CSIS policy unacceptable

Information gathered through torture can be used by Canadian security officials, thanks to a directive that allows for flexibility in particular situations.

On Feb. 8, CBC reported that Public Safety Minister Vic Toews wrote a letter to Canadian Security Intelligence Service (CSIS) Director Richard Fadden. The letter, written in December 2010, stated that “a threat to human life or public safety” constitutes an “exceptional circumstance.”

The order is a reversal of policy. Prior to this, CSIS would discard information if there was any inkling that it was tainted by torture.

CSIS’s new policy is a step back for Canada. Torture is a tactic prohibited by international law and Canada needs to take a strong stand against it.

It’s something we can’t accept in any form.

If Canadian security services are using information extracted by means of torture, it amounts to an implicit acceptance of inhumane interrogation practices.

Using information gathered through torture perpetuates an intelligence market where it’s acceptable.

The justification for the policy is to ensure public safety, inciting the long-standing fear of terrorism that is perpetuated by government officials and media. We can’t be working with people who discard the value of human life in order to protect it.

We should expect our government to take a firm stance on this issue, rather than shape policies that accommodate fear.

CSIS has been ordered to make the protection of life and property its overriding priority, but if this guiding principal leads to a contradiction of the Geneva Conventions, then priorities need to change.

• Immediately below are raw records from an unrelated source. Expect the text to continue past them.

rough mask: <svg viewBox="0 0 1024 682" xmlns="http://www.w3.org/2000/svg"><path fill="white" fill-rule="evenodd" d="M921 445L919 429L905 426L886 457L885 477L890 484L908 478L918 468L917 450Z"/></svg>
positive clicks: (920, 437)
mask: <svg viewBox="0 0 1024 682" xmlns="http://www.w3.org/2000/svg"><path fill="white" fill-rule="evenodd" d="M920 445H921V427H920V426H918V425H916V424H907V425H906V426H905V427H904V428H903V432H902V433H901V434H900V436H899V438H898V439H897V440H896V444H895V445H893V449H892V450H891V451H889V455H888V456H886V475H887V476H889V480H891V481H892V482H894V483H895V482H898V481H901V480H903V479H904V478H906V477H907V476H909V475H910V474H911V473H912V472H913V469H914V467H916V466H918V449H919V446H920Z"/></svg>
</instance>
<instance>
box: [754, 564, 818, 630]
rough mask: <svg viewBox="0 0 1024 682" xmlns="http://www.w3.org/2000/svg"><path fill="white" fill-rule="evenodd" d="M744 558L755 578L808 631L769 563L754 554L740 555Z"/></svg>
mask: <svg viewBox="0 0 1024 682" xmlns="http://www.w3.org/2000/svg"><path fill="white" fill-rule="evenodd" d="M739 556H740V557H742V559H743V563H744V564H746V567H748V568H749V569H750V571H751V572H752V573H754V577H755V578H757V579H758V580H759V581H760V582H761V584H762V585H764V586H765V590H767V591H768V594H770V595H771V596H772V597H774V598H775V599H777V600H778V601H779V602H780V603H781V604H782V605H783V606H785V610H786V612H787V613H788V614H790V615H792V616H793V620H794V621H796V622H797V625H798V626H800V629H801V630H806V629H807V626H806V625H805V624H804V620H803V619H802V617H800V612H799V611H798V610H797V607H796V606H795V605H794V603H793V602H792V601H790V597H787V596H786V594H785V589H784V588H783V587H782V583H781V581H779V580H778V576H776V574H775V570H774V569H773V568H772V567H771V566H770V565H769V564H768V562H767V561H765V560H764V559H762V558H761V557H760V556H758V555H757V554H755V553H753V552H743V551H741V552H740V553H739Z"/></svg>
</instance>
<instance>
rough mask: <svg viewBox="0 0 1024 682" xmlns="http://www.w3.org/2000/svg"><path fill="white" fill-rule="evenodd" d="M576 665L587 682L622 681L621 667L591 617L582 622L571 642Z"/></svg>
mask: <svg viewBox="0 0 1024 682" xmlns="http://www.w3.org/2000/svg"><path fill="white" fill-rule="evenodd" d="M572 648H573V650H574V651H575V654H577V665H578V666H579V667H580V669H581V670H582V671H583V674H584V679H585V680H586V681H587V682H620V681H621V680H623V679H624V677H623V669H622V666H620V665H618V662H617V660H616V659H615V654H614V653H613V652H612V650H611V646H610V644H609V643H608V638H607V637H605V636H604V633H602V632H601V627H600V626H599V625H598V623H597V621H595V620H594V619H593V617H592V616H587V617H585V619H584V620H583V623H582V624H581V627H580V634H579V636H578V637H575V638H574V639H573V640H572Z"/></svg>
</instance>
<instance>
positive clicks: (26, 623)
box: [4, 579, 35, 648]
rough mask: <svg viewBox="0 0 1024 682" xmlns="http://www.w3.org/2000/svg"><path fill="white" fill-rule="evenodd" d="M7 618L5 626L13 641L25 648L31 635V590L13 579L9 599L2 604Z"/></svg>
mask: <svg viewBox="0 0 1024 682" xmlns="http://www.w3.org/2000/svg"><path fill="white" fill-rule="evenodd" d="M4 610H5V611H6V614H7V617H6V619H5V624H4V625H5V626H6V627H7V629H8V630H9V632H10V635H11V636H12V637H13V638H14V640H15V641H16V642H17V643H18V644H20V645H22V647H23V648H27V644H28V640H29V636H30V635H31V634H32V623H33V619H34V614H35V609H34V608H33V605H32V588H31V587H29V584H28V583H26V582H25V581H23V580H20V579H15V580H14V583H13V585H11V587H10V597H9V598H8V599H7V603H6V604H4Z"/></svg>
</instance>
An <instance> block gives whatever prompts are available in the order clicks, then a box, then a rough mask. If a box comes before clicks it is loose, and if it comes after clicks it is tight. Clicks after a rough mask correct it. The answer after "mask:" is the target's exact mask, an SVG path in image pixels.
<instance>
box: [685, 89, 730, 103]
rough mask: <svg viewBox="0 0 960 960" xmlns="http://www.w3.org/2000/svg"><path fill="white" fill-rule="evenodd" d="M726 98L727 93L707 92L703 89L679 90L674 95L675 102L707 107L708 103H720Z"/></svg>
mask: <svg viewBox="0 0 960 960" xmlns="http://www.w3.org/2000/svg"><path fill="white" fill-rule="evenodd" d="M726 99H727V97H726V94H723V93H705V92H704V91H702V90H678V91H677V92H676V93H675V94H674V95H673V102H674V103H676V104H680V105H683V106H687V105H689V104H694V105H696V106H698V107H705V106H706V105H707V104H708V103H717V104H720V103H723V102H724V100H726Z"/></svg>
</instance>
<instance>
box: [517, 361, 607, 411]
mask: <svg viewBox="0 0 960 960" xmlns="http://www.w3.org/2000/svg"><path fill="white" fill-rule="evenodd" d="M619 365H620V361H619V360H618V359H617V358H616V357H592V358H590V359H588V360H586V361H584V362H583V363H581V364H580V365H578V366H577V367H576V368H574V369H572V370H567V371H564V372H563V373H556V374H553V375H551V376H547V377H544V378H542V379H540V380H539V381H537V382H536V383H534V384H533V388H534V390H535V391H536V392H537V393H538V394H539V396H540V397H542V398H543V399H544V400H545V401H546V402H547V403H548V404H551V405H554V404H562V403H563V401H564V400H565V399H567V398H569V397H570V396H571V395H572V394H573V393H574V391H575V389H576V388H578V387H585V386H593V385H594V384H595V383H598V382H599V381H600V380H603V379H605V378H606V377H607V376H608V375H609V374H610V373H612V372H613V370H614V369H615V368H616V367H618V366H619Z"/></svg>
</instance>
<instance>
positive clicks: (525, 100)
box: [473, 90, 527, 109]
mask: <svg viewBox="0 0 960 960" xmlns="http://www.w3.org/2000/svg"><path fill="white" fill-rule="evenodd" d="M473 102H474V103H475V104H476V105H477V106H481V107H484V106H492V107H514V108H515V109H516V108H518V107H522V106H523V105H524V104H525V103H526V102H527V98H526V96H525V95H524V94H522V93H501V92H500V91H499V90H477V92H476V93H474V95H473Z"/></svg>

As well as being morally reprehensible, the policy is misguided from a practical standpoint. A wide variety of experts agree that torture is often an unreliable source for information. There have been numerous accounts where people admit to crimes that they never committed while under duress. Using torture to acquire unreliable intelligence is counter-productive to a security apparatus.

Working with people, rather than hurting them, has proven to be a more effective method of collecting information, and should be standard practice.

We live with the fear that terrorist attacks are imminent, but it’s a fear that shouldn’t govern our actions. In protecting ourselves against those who seek to harm us, we can’t discard our values.